En réalité, l’Algérie profite de l’accord signé avec le Niger en 2014 pour vider ses grandes villes des migrants subsahariens. C’est du moins l’avis de plusieurs avocats et autres défenseurs des droits des migrants ou des droits de l’Homme. "Les autorités algériennes remplissent des bus sans avoir la confirmation que certains migrants sont bien des Nigériens", affirme toujours Hirèche. C’est le cas notamment d’Awa que des agents de sécurité ont "obligée à prendre le bus avec son enfant de deux ans, alors qu’elle était dans les rues d’Alger".

400 Maliens rapatriés en bus

Sauf qu'Awa est malienne et elle affirme ne connaître personne à Agadez où on l’a amenée. Jointe au téléphone par El Watan, elle dit espérer rentrer "dans son village au Mali. Même si personne ne l’y attend, au moins elle sera dans son pays".

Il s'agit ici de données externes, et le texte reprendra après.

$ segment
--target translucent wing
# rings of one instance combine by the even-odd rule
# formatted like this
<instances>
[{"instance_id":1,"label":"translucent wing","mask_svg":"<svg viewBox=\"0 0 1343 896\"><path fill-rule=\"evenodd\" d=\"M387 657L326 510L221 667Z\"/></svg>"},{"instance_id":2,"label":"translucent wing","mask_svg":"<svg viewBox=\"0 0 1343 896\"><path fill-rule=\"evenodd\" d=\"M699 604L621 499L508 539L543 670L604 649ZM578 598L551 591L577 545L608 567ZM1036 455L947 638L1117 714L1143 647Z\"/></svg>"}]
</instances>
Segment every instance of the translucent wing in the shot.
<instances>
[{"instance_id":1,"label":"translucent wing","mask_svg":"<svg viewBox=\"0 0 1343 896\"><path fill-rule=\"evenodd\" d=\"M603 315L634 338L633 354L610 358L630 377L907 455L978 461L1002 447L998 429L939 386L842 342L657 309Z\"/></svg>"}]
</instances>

Toujours selon le journal, "en août dernier, plus de 400 Maliens ont été expulsés de Tamanrasset par bus, après des heurts avec les habitants. Ces événements ne sont pas les premiers, car les mêmes épisodes se sont produits à Ouargla et à Béchar, dont les bilans sont toujours lourds" . Et Hirèche de conclure : "L’Algérie peut mieux faire dans le domaine des droits de l’homme, des réfugiés et des migrants. Les lois doivent être reconsidérées, elles ne sont pas figées".